Response of human chondrocytes and mesenchymal stromal cells to a decellularized human dermis
1 Laboratory of Preclinical and Surgical Studies, Rizzoli Orthopaedic Institute IRCCS, Bologna, Italy
2 RIT Department, Laboratory of Biocompatibility, Innovative Technologies and Advanced Therapies, Rizzoli Orthopaedic Institute, Bologna, Italy
3 Burn Intensive Care Unit and “Regione Emilia Romagna” Skin Bank, Bufalini Hospital, Cesena, Italy
4 Department of Biomedical and Neuromotor Sciences, Saint Orsola Malpighi Hospital, Bologna, Italy
5 Shoulder and Elbow Surgery, Rizzoli Orthopaedic Institute, Bologna, Italy
6 Shoulder Surgery, Istituto Clinico Humanitas IRCCS, Milan, Italy
BMC Musculoskeletal Disorders 2013, 14:12 doi:10.1186/1471-2474-14-12Published: 7 January 2013
Although progress has been made in the treatment of articular cartilage lesions, they are still a major challenge because current techniques do not provide satisfactory long-term outcomes. Tissue engineering and the use of functional biomaterials might be an alternative regenerative strategy and fulfill clinical needs. Decellularized extracellular matrices have generated interest as functional biologic scaffolds, but there are few studies on cartilage regeneration. The aim of this study was to evaluate in vitro the biological influence of a newly developed decellularized human dermal extracellular matrix on two human primary cultures.
Normal human articular chondrocytes (NHAC-kn) and human mesenchymal stromal cells (hMSC) from healthy donors were seeded in polystyrene wells as controls (CTR), and on decellularized human dermis batches (HDM_derm) for 7 and 14 days. Cellular proliferation and differentiation, and anabolic and catabolic synthetic activity were quantified at each experimental time. Histology and scanning electron microscopy were used to evaluate morphology and ultrastructure.

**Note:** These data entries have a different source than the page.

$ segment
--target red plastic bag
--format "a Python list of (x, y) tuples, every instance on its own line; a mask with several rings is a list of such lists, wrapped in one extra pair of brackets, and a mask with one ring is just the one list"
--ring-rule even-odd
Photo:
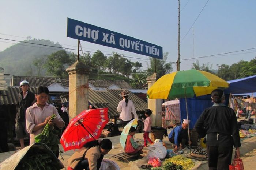
[(235, 157), (233, 163), (229, 165), (229, 170), (244, 170), (244, 164), (242, 159)]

Both cell cultures had a similar proliferation rate that increased significantly (p < 0.0005) at 14 days. In comparison with CTR, at 14 days NHAC-kn enhanced procollagen type II (CPII, p < 0.05) and aggrecan synthesis (p < 0.0005), whereas hMSC significantly enhanced aggrecan synthesis (p < 0.0005) and transforming growth factor-beta1 release (TGF-β1, p < 0.0005) at both experimental times. Neither inflammatory stimulus nor catabolic activity induction was observed. By comparing data of the two primary cells, NHAC-kn synthesized significantly more CPII than did hMSC at both experimental times (p < 0.005), whereas hMSC synthesized more aggrecan at 7 days (p < 0.005) and TGF-β1 at both experimental times than did NHAC-kn (p < 0.005).
The results obtained showed that in in vitro conditions HDM_derm behaves as a suitable scaffold for the growth of both well-differentiated chondrocytes and undifferentiated mesenchymal cells, thus ensuring a biocompatible and bioactive substrate. Further studies are mandatory to test the use of HDM_derm with tissue engineering to assess its therapeutic and functional effectiveness in cartilage regeneration.